少子化をめぐって話題になったのが『令和4年版 男女共同参画白書』の記述である。白書の中で、高度経済成長の時代までは過半数が見合いによる結婚であったものが、今は完全に逆転して、88%が恋愛結婚になっている。
これに関連して「令和和3年度 人生100年時代における結婚・仕事・収入に関する調査」の結果から、「これまでの恋人の数・デートした人数」を掲載している(特-38図)。それによると、20代の独身男性では4割が恋人ゼロ、デートした人数もゼロと回答しているという。若者が配偶者となる相手を見つけにくい時代になったという。
テレビのワイドショーでは、男子の草食化としてこのことだけが切り取られ、大きく報道された。しかしこの解釈は正しくないとの批判もある。

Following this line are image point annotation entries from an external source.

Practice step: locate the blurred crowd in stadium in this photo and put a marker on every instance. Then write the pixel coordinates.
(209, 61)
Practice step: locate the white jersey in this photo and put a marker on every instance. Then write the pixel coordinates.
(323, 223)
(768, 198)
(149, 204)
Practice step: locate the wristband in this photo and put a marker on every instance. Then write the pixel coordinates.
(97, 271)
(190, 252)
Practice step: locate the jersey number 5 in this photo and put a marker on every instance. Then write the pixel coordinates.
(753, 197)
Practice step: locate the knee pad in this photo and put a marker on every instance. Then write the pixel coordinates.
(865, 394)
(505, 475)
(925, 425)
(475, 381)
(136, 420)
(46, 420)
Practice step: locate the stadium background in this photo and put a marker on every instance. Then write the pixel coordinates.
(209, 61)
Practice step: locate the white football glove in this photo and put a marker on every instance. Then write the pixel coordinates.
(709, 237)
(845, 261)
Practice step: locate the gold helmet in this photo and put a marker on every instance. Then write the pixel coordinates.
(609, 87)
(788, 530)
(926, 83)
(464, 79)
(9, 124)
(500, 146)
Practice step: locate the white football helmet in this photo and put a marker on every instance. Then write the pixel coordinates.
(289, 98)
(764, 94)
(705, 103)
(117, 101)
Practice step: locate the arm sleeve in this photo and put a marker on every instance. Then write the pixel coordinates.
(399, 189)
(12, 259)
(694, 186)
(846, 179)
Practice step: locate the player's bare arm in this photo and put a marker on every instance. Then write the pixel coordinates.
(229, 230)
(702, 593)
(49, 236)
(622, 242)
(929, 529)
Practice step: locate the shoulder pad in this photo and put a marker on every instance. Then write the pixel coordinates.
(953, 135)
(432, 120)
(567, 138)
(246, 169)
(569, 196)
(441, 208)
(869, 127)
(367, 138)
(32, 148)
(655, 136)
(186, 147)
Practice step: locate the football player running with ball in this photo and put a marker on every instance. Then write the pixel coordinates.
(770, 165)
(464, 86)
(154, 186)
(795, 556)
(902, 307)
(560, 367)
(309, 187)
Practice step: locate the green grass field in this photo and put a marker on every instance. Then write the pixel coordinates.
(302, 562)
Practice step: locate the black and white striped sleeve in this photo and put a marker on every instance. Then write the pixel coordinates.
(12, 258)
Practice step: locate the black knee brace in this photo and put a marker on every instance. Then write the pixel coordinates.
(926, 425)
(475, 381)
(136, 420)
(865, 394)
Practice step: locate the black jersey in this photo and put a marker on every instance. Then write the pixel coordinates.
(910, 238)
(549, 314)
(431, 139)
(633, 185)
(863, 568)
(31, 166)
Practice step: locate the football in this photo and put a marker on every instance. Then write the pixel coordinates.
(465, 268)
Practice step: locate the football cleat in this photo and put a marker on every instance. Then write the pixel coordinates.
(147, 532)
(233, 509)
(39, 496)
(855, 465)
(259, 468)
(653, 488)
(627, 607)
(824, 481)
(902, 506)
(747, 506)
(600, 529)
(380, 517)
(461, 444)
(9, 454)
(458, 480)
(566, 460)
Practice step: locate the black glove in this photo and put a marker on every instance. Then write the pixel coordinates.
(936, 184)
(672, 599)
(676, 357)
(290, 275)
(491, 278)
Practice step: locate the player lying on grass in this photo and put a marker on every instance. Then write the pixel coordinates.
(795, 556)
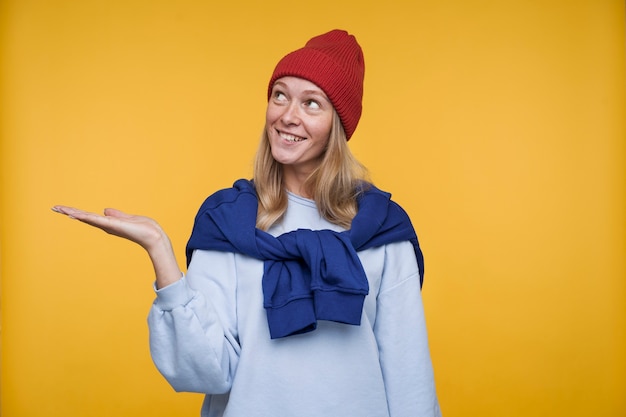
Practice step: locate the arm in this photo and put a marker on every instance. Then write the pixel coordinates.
(139, 229)
(193, 326)
(402, 339)
(192, 339)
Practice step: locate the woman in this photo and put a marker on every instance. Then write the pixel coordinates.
(302, 292)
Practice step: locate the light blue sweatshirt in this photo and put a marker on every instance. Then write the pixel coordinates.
(209, 334)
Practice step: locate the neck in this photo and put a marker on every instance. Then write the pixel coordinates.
(295, 183)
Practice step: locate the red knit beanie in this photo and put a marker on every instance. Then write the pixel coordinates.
(334, 62)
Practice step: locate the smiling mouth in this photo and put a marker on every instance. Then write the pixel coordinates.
(291, 138)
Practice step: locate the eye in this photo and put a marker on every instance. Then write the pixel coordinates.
(279, 96)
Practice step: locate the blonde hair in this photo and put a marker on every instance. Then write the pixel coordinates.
(334, 184)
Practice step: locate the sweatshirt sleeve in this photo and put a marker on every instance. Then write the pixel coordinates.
(400, 331)
(192, 323)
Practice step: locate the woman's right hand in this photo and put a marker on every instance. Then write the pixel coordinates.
(139, 229)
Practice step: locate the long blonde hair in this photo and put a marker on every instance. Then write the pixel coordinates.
(334, 184)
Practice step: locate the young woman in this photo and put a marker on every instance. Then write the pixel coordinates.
(302, 291)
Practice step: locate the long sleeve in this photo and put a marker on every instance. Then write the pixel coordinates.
(193, 339)
(400, 331)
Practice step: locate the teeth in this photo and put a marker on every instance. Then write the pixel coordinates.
(291, 138)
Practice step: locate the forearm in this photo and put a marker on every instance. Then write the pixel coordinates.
(163, 259)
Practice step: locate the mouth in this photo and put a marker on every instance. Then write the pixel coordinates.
(290, 138)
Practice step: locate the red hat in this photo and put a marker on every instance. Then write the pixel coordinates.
(334, 62)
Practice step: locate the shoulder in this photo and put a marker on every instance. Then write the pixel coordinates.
(401, 264)
(242, 191)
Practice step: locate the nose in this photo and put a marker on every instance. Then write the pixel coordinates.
(290, 115)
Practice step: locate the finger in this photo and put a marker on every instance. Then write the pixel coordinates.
(68, 211)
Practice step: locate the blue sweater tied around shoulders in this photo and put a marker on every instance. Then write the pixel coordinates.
(309, 275)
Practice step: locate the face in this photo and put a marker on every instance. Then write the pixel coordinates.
(298, 121)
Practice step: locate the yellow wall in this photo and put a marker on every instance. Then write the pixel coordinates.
(500, 126)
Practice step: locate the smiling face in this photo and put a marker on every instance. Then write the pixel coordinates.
(298, 122)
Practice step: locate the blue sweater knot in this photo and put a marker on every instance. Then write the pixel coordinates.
(309, 275)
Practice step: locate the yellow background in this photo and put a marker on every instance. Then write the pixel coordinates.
(499, 126)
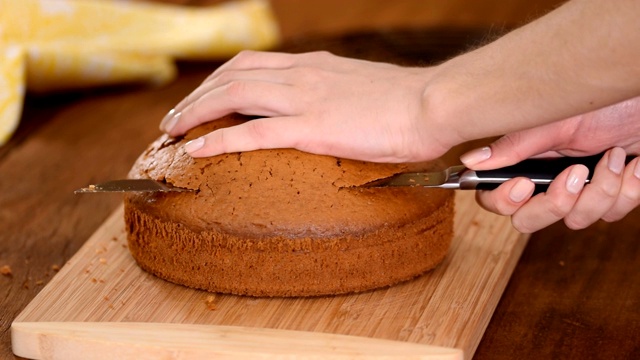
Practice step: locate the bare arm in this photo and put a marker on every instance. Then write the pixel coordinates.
(583, 56)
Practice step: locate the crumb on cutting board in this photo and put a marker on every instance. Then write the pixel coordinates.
(210, 302)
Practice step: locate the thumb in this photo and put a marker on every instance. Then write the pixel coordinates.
(510, 149)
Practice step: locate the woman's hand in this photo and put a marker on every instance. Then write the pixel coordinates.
(315, 102)
(613, 191)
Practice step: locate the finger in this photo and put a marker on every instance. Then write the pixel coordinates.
(514, 147)
(545, 209)
(602, 192)
(245, 97)
(278, 132)
(250, 59)
(629, 197)
(508, 197)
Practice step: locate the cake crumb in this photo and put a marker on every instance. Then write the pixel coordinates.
(6, 270)
(210, 302)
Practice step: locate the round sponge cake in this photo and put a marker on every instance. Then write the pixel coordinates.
(282, 222)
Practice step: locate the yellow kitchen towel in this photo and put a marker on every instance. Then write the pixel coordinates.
(51, 45)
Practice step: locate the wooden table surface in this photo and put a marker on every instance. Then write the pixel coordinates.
(574, 294)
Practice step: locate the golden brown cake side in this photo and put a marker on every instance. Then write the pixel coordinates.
(282, 266)
(282, 222)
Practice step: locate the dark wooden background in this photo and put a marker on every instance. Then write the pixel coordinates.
(574, 294)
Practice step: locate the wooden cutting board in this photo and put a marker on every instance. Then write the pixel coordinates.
(102, 306)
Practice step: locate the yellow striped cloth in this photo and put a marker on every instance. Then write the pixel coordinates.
(48, 45)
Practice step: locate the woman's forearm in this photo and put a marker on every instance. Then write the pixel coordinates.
(580, 57)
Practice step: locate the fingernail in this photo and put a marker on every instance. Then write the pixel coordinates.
(194, 145)
(521, 190)
(576, 179)
(476, 156)
(616, 159)
(170, 120)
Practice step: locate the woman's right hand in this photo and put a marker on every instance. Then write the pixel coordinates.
(613, 192)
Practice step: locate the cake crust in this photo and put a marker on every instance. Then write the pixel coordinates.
(282, 222)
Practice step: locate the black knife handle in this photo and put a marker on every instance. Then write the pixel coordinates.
(540, 171)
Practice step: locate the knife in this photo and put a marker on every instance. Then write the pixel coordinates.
(540, 171)
(131, 185)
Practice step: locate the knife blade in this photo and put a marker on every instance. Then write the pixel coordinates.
(540, 171)
(131, 185)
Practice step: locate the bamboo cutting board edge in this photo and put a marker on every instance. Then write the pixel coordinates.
(472, 289)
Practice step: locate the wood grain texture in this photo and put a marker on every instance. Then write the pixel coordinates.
(129, 340)
(447, 307)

別の調査によると、男性の年齢別デート経験率はもっと高く、18歳くらいで6割を超えている。また1963~68年生まれも、81~86年生まれも、そして93~99年生まれも、大きな変化がないというのだ(荒川和久「『デート経験なし4割』で大騒ぎするが、40年前も20年前も若者男子のデート率は変わらない」)
男女共同参画社会白書に関連して内閣府に設置された「人生100年時代の結婚と家族に関する研究会(第11回)」ではとんでもない報告が行われていた(2022年4月7日)。「恋愛格差社会」における「恋愛弱者」を支援する必要があり、そのためにはアドバイザーを養成し、見た目の改善や自信をつけるためにセミナーを開催することが提案されている。そこで具体的な教育の例として挙げられたのが、「壁ドン・告白・プロポーズの練習・恋愛ゼミ」なのだ。

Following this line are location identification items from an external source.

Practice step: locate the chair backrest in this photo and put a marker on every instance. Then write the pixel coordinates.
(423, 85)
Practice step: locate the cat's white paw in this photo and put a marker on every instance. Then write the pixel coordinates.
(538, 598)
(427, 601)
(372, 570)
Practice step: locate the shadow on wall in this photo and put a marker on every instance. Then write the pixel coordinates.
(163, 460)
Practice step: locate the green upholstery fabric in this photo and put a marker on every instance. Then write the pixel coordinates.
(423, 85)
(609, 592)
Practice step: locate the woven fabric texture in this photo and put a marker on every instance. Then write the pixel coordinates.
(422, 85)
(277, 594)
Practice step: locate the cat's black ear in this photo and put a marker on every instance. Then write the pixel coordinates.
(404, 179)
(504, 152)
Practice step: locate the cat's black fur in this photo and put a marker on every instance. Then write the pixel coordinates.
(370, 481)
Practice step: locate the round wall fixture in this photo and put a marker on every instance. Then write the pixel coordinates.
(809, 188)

あくまで公開された報告資料だけによる理解なので正確ではないかもしれないが、問題が2つはありそうだ。第1は恋愛成就のために、見た目の良さの重視、壁ドンなど、時代錯誤な方法が真面目に取り上げられていることは、まさに男性主導でなければならないかのようなジェンダー観に基づいているのではないかということ。第2は自信を持てずに恋愛や結婚に踏み込めない若者が少なくないことは事実だが、本質的な問題として、不安定な非正規雇用の増加、十分ではない給与水準、キャリア教育の不足がある。